Data Science Hangout | Satish Murthy, Janssen | Creating a validated environment for reproducibility

Transcript#

This transcript was generated automatically and may contain errors.

Happy Thursday, everybody. Welcome to the Data Science Hangout. Hope you all are having a great week. If it is your first time joining us today, hello. Nice to meet you. I'm Rachel. Thanks for the data science community to chat about data science leadership, questions you're facing and getting to learn about what's going on in the world of data science across different industries.

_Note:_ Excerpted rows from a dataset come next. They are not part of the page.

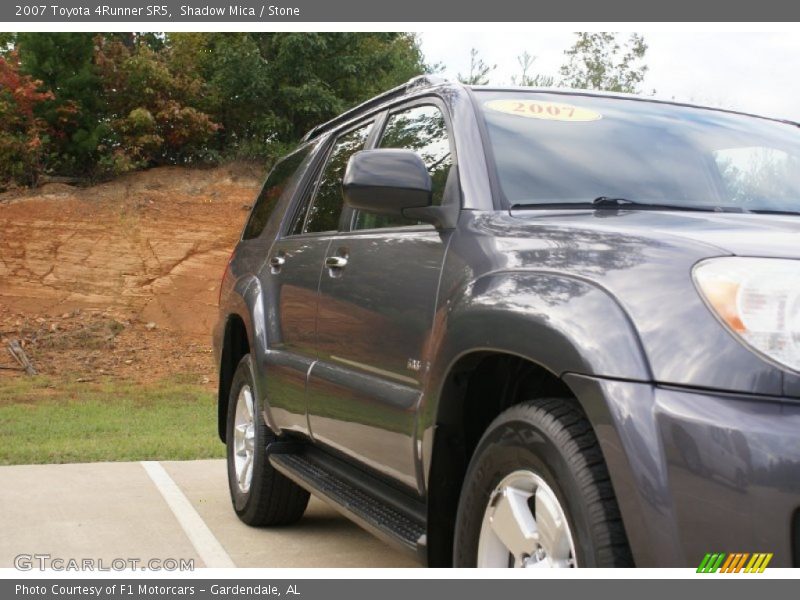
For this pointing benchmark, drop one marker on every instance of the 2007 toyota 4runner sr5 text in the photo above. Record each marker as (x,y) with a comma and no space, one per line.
(528,328)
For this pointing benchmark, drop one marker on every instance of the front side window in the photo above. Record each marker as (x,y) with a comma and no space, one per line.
(282,175)
(558,148)
(424,130)
(326,207)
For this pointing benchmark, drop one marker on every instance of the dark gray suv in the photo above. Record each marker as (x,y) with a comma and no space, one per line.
(528,328)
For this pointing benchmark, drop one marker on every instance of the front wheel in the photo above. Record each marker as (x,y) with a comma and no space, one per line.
(260,494)
(537,495)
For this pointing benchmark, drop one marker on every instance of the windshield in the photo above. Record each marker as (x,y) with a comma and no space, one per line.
(557,148)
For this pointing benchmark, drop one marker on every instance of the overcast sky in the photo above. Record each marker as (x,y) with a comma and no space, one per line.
(752,72)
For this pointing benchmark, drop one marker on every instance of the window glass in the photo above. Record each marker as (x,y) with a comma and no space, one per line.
(279,179)
(557,148)
(328,201)
(756,175)
(422,129)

And so each week we feature a different data science leader as my co-host to help lead our discussion and answer questions from you all. So together, we're all dedicated to creating a welcoming environment for everyone. So I love when we can hear from everybody, no matter your level of experience or area of work or industry. Each week, it is totally okay to just listen in as well.

But there's also three ways to ask questions today and provide your own perspective on certain topics too. So you could jump in by raising your hand here on Zoom. You can put questions into the Zoom chat and feel free to just put a little star next to it if you want me to read it out loud, if you're in a coffee shop or something. And then we also have a Slido link where you can ask questions anonymously and our team should be sharing that in the chat in just a second here.

But I do like to make sure I tell everybody up front, we share the recordings of each session to the Posit YouTube, also the data science hangout site. So you can always go back and rewatch or share with a friend.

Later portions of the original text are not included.